The "City Management" Concept Aggressively Promoted by Certain Local Governments in Recent Years Is the True Mastermind Behind Today's Real Estate Quagmire
In recent years, the concept of "managing the city as a business" has been aggressively promoted. Local governments and real estate developers formed cozy little interest circles, jointly directing a spectacular real estate frenzy. Anyone with half a brain knows that the "city management" concept aggressively promoted by certain local governments is the true mastermind behind today's real estate quagmire.
The real estate industry is probably the one with the most taboos and barriers of any industry. From this, it's not hard to understand why so many senior executives at real estate companies nationwide come from government, land administration, and urban planning departments. It can be said that not a single real estate developer in the entire country lacks deep and intricate connections with local government, land, and planning departments. These connections form an under-the-table community of interests. As for above-board interests, the "city management" concept also provided local governments with a perfectly respectable excuse to aggressively involve themselves in the distribution of real estate profits.
The so-called "city management" concept, to put it bluntly, is the foundation upon which an interest group scratches each other's backs. To put it harshly, it was precisely because a platform was needed to distribute profits that the "city management" concept was created as a front. Some might say that now all land must be listed publicly, so this kind of collusion will decrease. Anyone who thinks this is extremely ignorant about the industry. It's like gambling — there are ten thousand different games, but only one purpose. Games are played by people, and wherever there are people, there are unwritten rules. The key is whether you're an insider.
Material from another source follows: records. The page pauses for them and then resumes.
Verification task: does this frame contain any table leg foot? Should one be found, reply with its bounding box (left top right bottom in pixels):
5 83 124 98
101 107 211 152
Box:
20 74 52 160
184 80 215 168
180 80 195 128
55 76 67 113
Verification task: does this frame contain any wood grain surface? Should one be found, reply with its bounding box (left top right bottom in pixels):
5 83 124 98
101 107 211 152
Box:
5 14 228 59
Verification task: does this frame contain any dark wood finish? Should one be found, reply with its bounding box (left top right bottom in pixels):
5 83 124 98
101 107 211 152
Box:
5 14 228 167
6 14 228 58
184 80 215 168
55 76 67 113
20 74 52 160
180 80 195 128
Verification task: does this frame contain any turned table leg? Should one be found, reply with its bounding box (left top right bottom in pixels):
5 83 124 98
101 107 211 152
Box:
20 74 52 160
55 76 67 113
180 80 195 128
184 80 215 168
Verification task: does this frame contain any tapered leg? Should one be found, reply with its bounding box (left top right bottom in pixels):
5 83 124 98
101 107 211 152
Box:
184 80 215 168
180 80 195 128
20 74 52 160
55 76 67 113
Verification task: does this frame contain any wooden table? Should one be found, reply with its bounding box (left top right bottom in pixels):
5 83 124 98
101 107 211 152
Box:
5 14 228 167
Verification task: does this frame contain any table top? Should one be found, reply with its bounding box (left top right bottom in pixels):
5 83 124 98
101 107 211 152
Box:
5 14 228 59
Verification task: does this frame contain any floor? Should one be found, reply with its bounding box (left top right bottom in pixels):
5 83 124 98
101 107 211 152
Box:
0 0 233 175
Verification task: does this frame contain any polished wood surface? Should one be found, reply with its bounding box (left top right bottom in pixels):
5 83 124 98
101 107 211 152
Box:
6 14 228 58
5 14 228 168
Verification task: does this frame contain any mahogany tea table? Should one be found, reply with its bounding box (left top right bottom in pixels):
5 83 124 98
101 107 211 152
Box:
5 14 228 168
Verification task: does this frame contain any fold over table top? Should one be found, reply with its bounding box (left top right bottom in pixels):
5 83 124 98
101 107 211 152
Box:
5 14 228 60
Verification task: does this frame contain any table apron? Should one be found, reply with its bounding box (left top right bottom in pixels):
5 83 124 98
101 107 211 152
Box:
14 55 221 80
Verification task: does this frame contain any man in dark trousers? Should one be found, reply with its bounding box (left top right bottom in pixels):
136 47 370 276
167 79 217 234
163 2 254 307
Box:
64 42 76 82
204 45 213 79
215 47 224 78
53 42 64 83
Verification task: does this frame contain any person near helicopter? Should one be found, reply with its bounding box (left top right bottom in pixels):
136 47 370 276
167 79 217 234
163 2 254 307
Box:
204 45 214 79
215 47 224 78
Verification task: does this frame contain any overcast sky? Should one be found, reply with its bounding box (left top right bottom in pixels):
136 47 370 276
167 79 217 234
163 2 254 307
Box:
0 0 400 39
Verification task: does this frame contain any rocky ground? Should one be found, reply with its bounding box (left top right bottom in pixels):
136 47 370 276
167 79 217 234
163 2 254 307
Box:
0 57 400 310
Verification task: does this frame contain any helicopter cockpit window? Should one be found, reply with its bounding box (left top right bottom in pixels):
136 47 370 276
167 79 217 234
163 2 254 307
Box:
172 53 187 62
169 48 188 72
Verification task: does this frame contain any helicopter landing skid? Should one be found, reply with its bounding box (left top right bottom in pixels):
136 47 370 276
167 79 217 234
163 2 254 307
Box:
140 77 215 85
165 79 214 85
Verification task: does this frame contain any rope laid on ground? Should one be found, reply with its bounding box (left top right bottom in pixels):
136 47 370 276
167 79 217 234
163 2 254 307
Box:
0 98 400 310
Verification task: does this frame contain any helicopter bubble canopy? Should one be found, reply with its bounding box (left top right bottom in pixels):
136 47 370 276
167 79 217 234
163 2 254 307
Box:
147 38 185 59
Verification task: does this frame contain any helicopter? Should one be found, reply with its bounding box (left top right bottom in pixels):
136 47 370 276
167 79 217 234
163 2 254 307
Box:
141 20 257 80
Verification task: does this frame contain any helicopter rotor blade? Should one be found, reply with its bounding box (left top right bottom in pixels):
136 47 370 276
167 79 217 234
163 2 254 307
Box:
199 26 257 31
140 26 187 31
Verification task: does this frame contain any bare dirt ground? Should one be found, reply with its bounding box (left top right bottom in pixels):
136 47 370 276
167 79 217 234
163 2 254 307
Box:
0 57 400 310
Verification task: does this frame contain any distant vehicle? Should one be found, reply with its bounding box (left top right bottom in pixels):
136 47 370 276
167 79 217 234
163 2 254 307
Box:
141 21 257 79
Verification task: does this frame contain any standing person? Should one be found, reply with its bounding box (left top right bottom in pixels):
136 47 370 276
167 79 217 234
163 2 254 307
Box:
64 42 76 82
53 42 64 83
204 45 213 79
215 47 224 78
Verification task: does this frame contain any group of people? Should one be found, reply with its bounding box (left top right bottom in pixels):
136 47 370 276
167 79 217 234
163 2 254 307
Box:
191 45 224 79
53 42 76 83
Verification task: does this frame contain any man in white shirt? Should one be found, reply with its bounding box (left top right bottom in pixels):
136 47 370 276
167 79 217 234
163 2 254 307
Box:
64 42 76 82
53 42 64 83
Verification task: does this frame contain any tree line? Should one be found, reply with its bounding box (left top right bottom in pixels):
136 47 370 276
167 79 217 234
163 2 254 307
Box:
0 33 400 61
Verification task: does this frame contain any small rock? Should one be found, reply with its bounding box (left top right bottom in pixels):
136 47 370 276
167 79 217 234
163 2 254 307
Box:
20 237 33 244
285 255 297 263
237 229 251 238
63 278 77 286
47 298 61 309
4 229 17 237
The only way to resolve the current real estate quagmire is to have local governments at all levels completely abandon the "city management" concept, thereby minimizing the possibility and impulse for government involvement in real estate interest circles. Then plug the loopholes between primary development and public listing, strictly enforce the entire auction process, and implement a dual-track system for real estate supply. Only then can the problem be solved at its source.